Flow path of oxygen, hydrogen and water and makes electrical contact.

FIG. 3 illustrates the method according to the invention.

FIG. 3, part 3.1 shows a bipolar plate 1 which is produced by steps a) and b) according to the invention. First, a carrier plate 3 is produced from a first material 5. Then a surface structure 7 made of a second material 9 is applied to the carrier plate 3 by means of a printing process.

FIG. 3, part 3.2 shows the bipolar plate 1 from FIG. 3, part 3.1 after step c) of the method according to the invention has been carried out. The bipolar plate 1, which initially comprised the carrier plate 3 and the surface structure 7, is coated with a third material 11. In the embodiment shown, the third material 11 completely covers the bipolar plate 1 according to FIG. 3, part 3.1, that is to say both the carrier plate 3 and the surface structure 7.

FIG. 3, part 3.3 shows the bipolar plate 1 according to FIG. 3, part 3.2 after step d) has been carried out according to the proposed method. The third material 11 is removed again by grinding parts of the surface of the surface structure 7, so that it is possible to establish an electrical contact via an at least partially uncoated surface 27.

The invention is not restricted to the exemplary embodiments described here and the aspects emphasized therein.
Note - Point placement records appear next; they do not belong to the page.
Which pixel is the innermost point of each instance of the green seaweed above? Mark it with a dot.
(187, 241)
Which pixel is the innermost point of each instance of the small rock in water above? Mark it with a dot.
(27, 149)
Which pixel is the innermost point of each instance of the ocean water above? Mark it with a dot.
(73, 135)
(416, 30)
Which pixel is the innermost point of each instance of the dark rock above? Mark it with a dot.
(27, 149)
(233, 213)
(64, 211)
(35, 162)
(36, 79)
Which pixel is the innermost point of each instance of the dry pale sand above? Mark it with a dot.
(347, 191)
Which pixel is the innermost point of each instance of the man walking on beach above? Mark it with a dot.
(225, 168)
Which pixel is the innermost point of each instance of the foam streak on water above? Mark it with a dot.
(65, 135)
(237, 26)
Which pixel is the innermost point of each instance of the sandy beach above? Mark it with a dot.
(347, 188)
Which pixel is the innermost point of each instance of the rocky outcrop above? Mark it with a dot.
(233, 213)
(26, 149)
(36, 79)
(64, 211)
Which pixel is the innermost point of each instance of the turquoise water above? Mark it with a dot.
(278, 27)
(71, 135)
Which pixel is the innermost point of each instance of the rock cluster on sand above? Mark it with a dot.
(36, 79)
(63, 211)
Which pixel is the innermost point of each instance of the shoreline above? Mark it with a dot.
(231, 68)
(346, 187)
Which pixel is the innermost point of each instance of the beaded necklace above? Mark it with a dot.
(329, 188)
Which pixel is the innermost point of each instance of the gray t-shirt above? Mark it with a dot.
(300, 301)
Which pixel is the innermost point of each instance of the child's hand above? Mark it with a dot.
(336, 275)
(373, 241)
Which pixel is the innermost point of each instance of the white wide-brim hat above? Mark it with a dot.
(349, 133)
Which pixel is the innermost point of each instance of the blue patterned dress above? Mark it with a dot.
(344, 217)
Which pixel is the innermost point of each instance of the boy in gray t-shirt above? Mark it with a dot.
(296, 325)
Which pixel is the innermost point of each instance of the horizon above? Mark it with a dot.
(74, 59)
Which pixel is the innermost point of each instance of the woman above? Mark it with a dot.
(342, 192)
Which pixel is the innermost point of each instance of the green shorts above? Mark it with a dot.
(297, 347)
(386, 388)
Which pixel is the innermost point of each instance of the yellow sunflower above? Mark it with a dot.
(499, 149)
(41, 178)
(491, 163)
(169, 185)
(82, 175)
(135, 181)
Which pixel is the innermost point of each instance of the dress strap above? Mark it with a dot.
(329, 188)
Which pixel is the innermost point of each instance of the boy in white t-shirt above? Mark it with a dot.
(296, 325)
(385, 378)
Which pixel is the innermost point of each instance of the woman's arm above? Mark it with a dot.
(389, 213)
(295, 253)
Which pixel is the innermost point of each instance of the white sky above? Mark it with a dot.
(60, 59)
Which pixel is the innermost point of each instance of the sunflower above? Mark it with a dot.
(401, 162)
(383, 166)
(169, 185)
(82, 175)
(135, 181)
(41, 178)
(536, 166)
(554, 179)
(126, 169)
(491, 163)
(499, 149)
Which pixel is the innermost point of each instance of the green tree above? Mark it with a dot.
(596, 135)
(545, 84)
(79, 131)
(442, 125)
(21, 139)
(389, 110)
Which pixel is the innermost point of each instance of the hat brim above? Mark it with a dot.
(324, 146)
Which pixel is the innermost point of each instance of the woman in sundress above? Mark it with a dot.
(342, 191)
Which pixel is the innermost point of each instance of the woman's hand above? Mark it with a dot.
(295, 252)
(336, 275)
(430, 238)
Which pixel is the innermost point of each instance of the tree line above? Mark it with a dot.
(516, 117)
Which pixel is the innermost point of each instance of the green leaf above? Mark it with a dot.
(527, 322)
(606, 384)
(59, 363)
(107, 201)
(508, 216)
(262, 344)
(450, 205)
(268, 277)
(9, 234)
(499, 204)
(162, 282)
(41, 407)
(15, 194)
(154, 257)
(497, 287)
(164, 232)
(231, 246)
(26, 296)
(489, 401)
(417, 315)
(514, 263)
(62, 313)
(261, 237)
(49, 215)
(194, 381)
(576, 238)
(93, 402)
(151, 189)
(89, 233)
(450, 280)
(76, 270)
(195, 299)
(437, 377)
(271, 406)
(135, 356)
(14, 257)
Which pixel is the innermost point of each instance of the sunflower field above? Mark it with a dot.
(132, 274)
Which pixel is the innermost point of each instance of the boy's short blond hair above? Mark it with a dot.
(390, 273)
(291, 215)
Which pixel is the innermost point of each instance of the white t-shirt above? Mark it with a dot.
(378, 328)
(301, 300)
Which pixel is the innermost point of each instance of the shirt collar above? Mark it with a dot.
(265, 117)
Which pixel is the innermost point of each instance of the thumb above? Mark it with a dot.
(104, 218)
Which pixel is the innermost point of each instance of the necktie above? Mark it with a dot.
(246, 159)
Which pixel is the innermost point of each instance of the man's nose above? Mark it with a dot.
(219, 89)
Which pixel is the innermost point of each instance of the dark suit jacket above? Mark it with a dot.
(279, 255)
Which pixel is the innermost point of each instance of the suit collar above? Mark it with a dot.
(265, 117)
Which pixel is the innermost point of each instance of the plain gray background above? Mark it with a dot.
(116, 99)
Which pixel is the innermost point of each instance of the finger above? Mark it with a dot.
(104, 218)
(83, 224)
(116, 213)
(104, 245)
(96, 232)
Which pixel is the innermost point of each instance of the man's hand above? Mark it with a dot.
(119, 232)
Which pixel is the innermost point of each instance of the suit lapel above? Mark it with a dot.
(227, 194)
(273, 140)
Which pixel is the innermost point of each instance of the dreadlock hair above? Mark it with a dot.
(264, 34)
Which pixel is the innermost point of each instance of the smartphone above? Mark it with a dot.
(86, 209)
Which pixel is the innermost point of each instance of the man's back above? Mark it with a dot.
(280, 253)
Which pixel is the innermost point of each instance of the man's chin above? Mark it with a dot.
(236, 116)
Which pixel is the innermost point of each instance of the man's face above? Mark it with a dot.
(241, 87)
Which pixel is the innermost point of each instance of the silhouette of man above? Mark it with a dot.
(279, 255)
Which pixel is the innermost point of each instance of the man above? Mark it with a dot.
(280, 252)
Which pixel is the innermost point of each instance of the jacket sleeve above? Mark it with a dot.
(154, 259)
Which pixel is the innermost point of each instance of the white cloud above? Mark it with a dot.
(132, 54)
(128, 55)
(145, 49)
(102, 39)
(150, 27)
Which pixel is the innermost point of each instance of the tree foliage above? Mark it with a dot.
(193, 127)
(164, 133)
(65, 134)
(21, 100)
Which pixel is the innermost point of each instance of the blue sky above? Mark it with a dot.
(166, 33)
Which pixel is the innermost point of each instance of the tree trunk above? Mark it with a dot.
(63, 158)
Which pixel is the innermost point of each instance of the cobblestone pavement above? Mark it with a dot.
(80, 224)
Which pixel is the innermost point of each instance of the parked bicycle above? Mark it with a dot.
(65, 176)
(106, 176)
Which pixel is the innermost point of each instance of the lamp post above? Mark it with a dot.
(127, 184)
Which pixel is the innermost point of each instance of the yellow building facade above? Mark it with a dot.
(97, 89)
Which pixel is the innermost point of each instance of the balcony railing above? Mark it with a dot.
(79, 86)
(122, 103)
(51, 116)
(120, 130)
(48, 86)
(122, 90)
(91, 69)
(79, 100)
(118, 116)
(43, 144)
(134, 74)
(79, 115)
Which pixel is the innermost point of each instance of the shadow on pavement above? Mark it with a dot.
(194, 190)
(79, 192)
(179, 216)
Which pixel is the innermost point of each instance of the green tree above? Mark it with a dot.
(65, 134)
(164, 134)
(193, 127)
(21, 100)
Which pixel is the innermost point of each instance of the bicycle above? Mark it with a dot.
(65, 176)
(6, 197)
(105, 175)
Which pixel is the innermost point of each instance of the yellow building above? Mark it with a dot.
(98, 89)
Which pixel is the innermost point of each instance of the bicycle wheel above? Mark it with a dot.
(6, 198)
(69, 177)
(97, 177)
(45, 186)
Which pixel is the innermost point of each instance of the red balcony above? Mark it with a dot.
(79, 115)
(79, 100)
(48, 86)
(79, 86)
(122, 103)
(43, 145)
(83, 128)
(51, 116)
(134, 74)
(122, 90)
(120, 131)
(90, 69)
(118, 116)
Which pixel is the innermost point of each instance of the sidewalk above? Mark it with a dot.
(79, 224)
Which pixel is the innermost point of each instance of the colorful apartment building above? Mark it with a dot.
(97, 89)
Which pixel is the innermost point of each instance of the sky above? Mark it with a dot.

Rather, within the range specified by the claims, a large number of modifications are possible that are within the scope of expert knowledge.

Claims

Expectations

1. Bipolar plate (1) for a fuel cell (13) comprising a

Carrier plate (3) made from a first material (5) and a surface structure (7) made from an electrically conductive, second material (9), the carrier plate (3) having a third material (11) which is electrically insulating and is corrosion-resistant, is coated and wherein the surface structure (7) has an at least partially uncoated surface (27).

2. Bipolar plate (1) according to claim 1, characterized in that the first material (5) is steel and / or the second material (9) is steel or titanium.

3. A method for producing a bipolar plate (1) for a fuel cell (13) comprising the following steps:

a) producing a carrier plate (3) from a first material (5), b) applying a second material (9) to the carrier plate (3) by means of a printing process, so that a surface structure (7) is formed,

4. The method according to claim 3, characterized in that the

Application of the second material (9) is carried out in step b) before the coating in step c) and the surface structure (7) after the application of the second material (9) in step b) and before

Coating in step c) is masked.

5. The method according to claim 4, characterized in that for

A photoresist is used to mask the surface structure (7).

6. The method according to any one of claims 3 to 5, characterized in that in step d) the third material (11) is removed from the surface structure (7) by means of a grinding process.

7. The method according to claim 3, characterized in that step c) is carried out before step b).

8. The method according to any one of claims 3 to 7, characterized in that in step c) the third material (11) is applied by means of cataphoretic dip painting.

9. Fuel cell (13) comprising a bipolar plate (1) according to one of claims 1 or 2 or comprising a bipolar plate (1) produced by a method according to one of claims 3 to 8.

10. A vehicle comprising a fuel cell (13) according to claim 9.